Setting Up NAS Benchmarking Tools
The NAS Parallel Benchmarks (NPB) remain a standard tool for evaluating HPC system performance, though landscape has shifted toward additional metrics like HPCG and memory bandwidth tests. This guide covers installation and basic usage.
Prerequisites
Before installing NPB, you’ll need:
- Fortran compiler — gfortran is the standard choice on most systems
- MPI implementation — OpenMPI or Intel MPI (MPICH works but is less common in modern clusters)
- Make — standard build tools
- Python 3 — some build scripts and utilities require it
Install on Ubuntu/Debian:
sudo apt update
sudo apt install gfortran libopenmpi-dev openmpi-bin make
On RHEL/CentOS/Fedora:
sudo dnf install gcc-gfortran openmpi openmpi-devel make
Download and Extract
Download the latest NPB source from the official NASA repository:
cd /opt
sudo wget https://www.nas.nasa.gov/assets/npb/NPB3.4.2.tar.gz
sudo tar xzf NPB3.4.2.tar.gz
sudo chown -R $USER:$USER NPB3.4.2
cd NPB3.4.2
Build Configuration
The NPB suite uses a makefile-based build system. First, configure your compiler settings:
cd NPB3.4.2
cp config/make.def.template config/make.def
Edit config/make.def and ensure these lines match your environment:
MPIF77 = mpif77
MPIF90 = mpif90
MPICC = mpicc
FFLAGS = -O3 -march=native
F90FLAGS = -O3 -march=native
CFLAGS = -O3 -march=native
For Intel-based systems with ifort, modify accordingly:
MPIF77 = mpiifort
MPIF90 = mpiifort
FFLAGS = -O3 -xHost
Build the Suite
Compile all benchmarks:
make suite
This builds the standard benchmarks. Optionally build specific classes:
make suite SUITE=BT NPROCS=4 CLASS=A
Build options:
- NPROCS — number of MPI processes (must be a perfect square for most benchmarks)
- CLASS — problem size (S, W, A, B, C, D, E, F in increasing size)
- SUITE — specific benchmark (BT, CG, EP, FT, IS, LU, MG, SP, UA)
Compiled binaries end up in bin/ directory.
Running Benchmarks
Execute a single benchmark with MPI:
mpirun -np 4 ./bin/bt.A.4
The output shows execution time and performance metrics (Mflops).
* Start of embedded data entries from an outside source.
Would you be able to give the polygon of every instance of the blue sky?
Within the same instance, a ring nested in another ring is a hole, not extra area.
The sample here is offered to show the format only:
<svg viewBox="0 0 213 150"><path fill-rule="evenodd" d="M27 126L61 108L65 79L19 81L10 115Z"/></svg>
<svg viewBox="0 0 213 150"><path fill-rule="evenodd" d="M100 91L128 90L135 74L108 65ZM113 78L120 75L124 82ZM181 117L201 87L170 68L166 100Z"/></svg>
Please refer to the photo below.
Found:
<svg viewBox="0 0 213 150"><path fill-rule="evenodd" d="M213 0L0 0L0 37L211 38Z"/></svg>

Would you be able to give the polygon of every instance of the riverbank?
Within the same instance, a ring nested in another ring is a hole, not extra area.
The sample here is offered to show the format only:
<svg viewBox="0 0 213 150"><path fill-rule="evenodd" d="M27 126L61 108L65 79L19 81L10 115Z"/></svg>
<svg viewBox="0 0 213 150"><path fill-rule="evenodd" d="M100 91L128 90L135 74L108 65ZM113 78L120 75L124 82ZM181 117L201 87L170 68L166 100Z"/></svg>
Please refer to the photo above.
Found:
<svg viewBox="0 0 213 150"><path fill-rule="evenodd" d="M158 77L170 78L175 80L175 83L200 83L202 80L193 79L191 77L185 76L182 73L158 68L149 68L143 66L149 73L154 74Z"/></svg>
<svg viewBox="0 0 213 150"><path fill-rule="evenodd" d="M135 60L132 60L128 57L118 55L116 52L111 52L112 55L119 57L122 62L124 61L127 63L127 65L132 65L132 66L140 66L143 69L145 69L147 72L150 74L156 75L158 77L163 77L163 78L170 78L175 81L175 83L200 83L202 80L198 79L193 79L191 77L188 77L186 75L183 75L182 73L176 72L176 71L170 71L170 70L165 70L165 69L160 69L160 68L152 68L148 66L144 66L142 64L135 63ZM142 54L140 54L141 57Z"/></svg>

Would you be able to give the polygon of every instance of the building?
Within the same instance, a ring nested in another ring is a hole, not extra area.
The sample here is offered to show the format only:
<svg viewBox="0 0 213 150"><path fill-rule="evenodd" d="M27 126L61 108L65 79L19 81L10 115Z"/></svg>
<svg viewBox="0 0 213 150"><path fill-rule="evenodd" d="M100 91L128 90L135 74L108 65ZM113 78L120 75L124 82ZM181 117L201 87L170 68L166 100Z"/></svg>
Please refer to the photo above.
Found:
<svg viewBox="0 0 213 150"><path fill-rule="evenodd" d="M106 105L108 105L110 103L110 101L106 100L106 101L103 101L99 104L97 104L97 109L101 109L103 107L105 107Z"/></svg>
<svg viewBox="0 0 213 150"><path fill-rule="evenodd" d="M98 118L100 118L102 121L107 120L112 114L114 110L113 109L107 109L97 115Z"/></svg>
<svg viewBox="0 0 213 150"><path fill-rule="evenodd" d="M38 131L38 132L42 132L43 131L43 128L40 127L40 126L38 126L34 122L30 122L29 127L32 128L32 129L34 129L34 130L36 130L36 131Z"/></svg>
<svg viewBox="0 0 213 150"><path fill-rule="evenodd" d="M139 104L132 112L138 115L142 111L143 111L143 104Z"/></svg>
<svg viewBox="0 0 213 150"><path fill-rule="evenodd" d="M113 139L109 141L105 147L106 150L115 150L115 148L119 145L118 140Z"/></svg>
For systematic testing across multiple problem sizes:
for class in A B C; do
for nprocs in 4 8 16; do
echo "Running BT class $class with $nprocs processes"
mpirun -np $nprocs ./bin/bt.$class.$nprocs
done
done
Container Deployment
Modern HPC clusters increasingly run benchmarks inside containers for reproducibility. Build a Singularity/Apptainer image:
cat > npb.def << 'EOF'
Bootstrap: docker
From: ubuntu:24.04
%post
apt-get update
apt-get install -y gfortran libopenmpi-dev openmpi-bin make wget
cd /opt
wget https://www.nas.nasa.gov/assets/npb/NPB3.4.2.tar.gz
tar xzf NPB3.4.2.tar.gz
cd NPB3.4.2
cp config/make.def.template config/make.def
make suite
%environment
export PATH=/opt/NPB3.4.2/bin:$PATH
%runscript
exec "$@"
EOF
apptainer build npb.sif npb.def
apptainer exec npb.sif mpirun -np 4 bt.A.4
Complementary Benchmarks
NPB remains useful for comparative analysis, but consider pairing it with:
- HPCG — tests sustained performance on modern hardware
- Stream — memory bandwidth benchmark (single-node focus)
- OSU Micro-benchmarks — latency and bandwidth for MPI operations
- Linpack/LINPACK — for Top500 comparisons (largely obsolete)
Install Stream for quick memory bandwidth testing:
wget https://www.cs.virginia.edu/stream/stream.c
gcc -O2 -fopenmp stream.c -o stream
./stream
Troubleshooting
“mpif77: command not found” — Ensure MPI is in PATH:
export PATH=$PATH:/usr/lib64/openmpi/bin
Compilation errors with gfortran — Add -ffixed-form flag if needed for older Fortran code:
echo "FFLAGS = -O3 -ffixed-form" >> config/make.def
Performance inconsistencies — Disable CPU frequency scaling during benchmarks:
echo performance | sudo tee /sys/devices/system/cpu/cpu*/cpufreq/scaling_governor
NPB benchmarks typically complete in seconds to minutes depending on problem class and system size, providing baseline performance metrics suitable for cluster validation and HPC system procurement evaluation.